Comme si les heures lui étaient comptées et qu’il lui fallait mettre les bouchées doubles, tirer une dernière salve avant de disparaître dans la trappe, c’est sur une bousculade de spectaculaires développements régionaux que s’achève l’an 2018.


Voilà d’abord que la première puissance mondiale se désengage militairement du Proche et du Moyen-Orient : d’Afghanistan bientôt, mais tout d’abord de Syrie où stationnent quelque 2 000 boys, puisque Donald Trump ne veut plus être le gendarme du monde et que, de toute manière, il en a fini avec un État islamique en pleine déroute. Le président américain semble ainsi laisser le champ libre à l’autre superpuissance, la Russie, maîtresse incontestée de la Syrie dite utile, mais aussi à tout un quarteron de shérifs de moindre envergure.


Entre deux opérations contre les jihadistes, la Turquie a désormais ainsi les coudées franches pour casser du Kurde dans le Nord syrien. Interdit de toute présence à proximité du Golan, l’Iran ne démord pas, quant à lui, de son projet de couloir territorial menant au Liban et qui le mettrait en contact direct avec Israël. En revanche, et pour bien montrer que le départ des Américains n’affecte en rien sa vigilance et ses ressources, l’État hébreu redouble d’entrain dans ses frappes aériennes contre les positions iraniennes, lancées à partir de l’espace aérien libanais : lequel n’en est pas, il est vrai, à sa première violation…

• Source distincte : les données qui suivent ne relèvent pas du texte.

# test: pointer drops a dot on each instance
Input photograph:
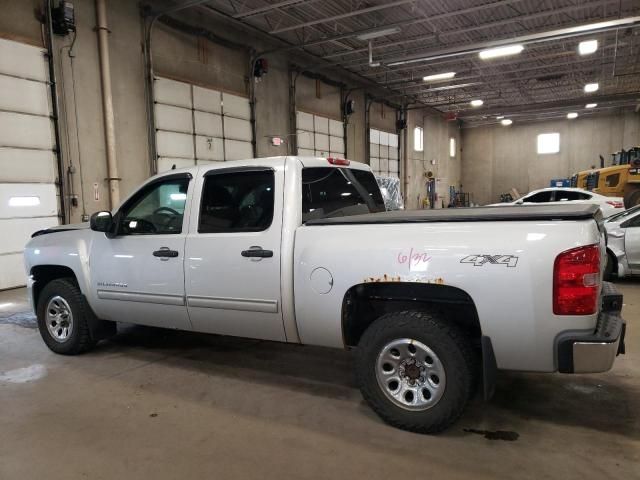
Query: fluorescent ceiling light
(591, 87)
(501, 51)
(378, 33)
(439, 76)
(587, 47)
(24, 201)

Face à tout ce remue-ménage, l’Arabie saoudite, enfin, se soucie de faire peau neuve en renouant avec un certain pragmatisme. À l’heure où la dictature baassiste est en passe de retrouver grâce auprès de la Ligue des États arabes, c’est apparemment en éclaireur qu’elle envoie les Émirats arabes unis et Bahreïn rouvrir leurs ambassades à Damas. Revenu de sa désastreuse guerre au Yémen, le royaume wahhabite relègue à un poste moins influent son ancien ministre des AE, ennemi juré de l’Iran. Al-Jubeir est remplacé par un émir appartenant à la vieille garde, celle-là même à laquelle s’était brutalement attaqué le prince héritier Mohammad ben Salmane. Voilà qui traduit un souci de ressemelage de la famille royale, qu’auront sans doute hâté les retombées, elles aussi calamiteuses, de l’assassinat du journaliste contestataire Jamal Khashoggi, imputé au même MBS.


Frénétique en diable tout alentour, c’est sur un morne surplace qu’au Liban, l’année s’apprête à tirer sa dernière révérence. À sa décharge, la pauvre, il faut rappeler qu’elle aura déjà perdu les trois quarts de sa durée de vie dans les vaines, irresponsables et fastidieuses manœuvres qui ont entouré la formation d’un gouvernement.

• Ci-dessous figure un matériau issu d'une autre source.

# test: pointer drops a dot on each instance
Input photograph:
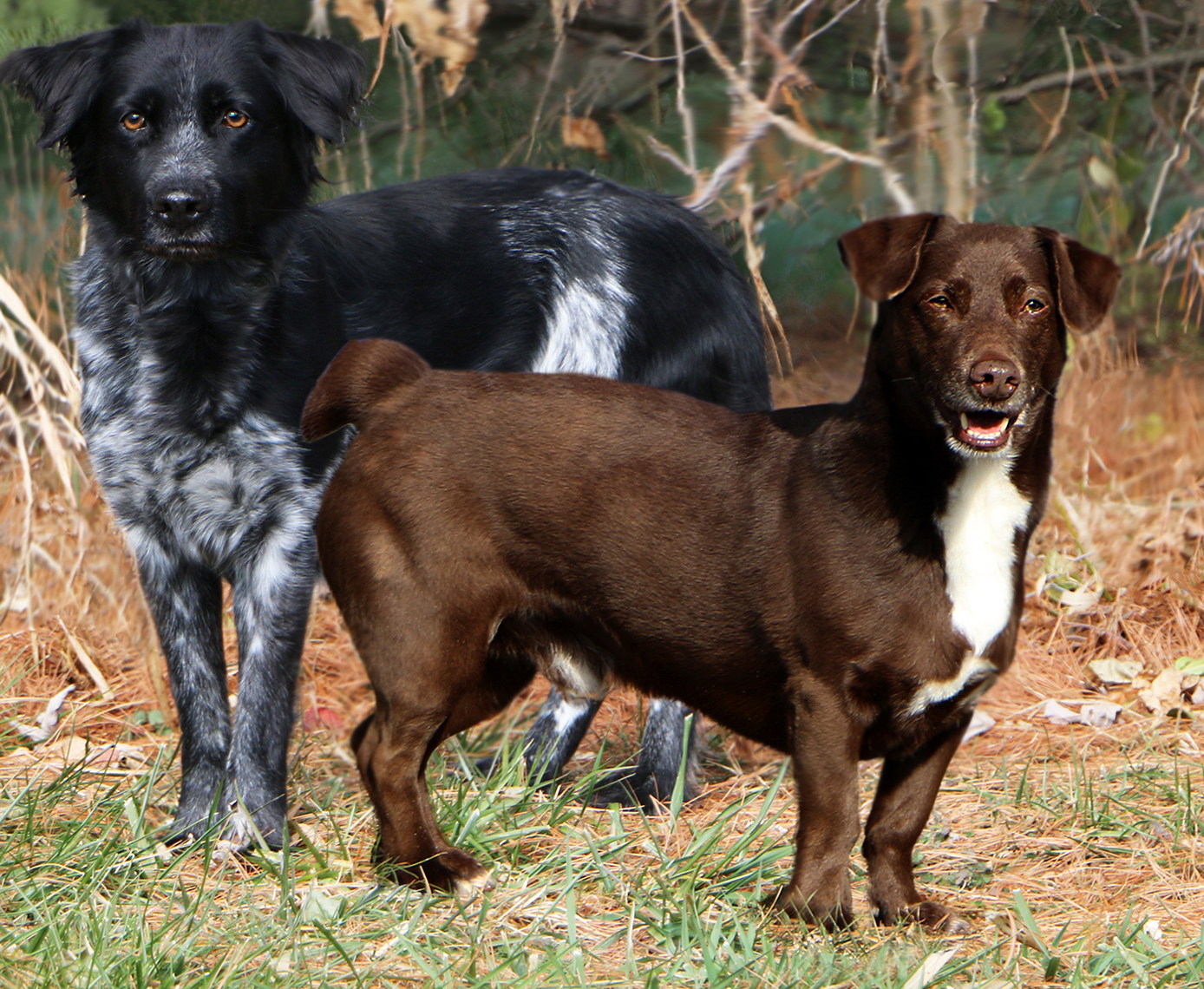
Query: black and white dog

Durant ces sept mois d’âpres marchandages et de vils comptes d’épiciers se déroulant sur fond de grave crise socio-économique, on a vu éclore, comme par magie, des obstacles inédits, créés de toutes pièces, au fur et à mesure qu’étaient éliminés les premiers. Et si cette morne fin de décembre apporte quelque nouveau, c’est la toute récente (et fort tardive) constatation, faite par le président de la République, que d’aucuns s’ingénient à inventer des us et coutumes en lieu et place des dispositions de la Constitution.

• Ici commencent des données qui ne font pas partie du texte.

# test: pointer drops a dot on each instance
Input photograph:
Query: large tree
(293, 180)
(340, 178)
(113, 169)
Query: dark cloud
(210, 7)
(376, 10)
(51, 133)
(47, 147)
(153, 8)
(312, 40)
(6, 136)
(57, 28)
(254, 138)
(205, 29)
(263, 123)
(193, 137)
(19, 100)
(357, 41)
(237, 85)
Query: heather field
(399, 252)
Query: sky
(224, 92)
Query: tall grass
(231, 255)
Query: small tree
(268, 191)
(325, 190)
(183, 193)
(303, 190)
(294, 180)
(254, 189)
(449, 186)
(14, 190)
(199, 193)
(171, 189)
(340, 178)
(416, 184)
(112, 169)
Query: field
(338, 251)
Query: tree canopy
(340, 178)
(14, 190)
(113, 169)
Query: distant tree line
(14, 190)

Claire est l’allusion du président à ses propres alliés du Hezbollah, auxquels il reproche en effet de saboter le décollage en beauté de son sexennat, entamé il y a déjà plus de deux ans et qui s’éternise au point fixe. On aurait beau jeu de faire remarquer au chef de l’État que ces mêmes us et coutumes, institués par le même Hezbollah, ne sont pas pour peu dans sa propre élection à la magistrature suprême, survenue au bout d’un interminable et fort anticonstitutionnel boycottage de l’élection présidentielle. Mais l’heure n’est pas, n’est plus, au gag de l’arroseur arrosé et des responsables rattrapés par leur coupable recours à la triche.


C’est la toute première fois que Michel Aoun en personne – et non plus son gendre, le remuant ministre Gebran Bassil – figure au centre d’un différend avec l’allié pro-iranien. C’est peut-être là l’occasion pour lui de réaliser sa promesse d’une présidence forte. De se poser en père du peuple tout entier et non plus en beau-père gâteau. De frapper un grand coup, de renvoyer tout le monde dos à dos, d’œuvrer, de concert avec le Premier ministre désigné, à un gouvernement de spécialistes non partisans, exclusivement voués à sortir enfin le pays de l’ornière.


Que l’on cesse enfin de berner le peuple avec ces faux cabinets d’unité, auxquels nous devons nos très authentiques infortunes.


Issa GORAIEB
igor@lorientlejour.com

Comme si les heures lui étaient comptées et qu’il lui fallait mettre les bouchées doubles, tirer une dernière salve avant de disparaître dans la trappe, c’est sur une bousculade de spectaculaires développements régionaux que s’achève l’an 2018. Voilà d’abord que la première puissance mondiale se désengage militairement du Proche et du Moyen-Orient : d’Afghanistan...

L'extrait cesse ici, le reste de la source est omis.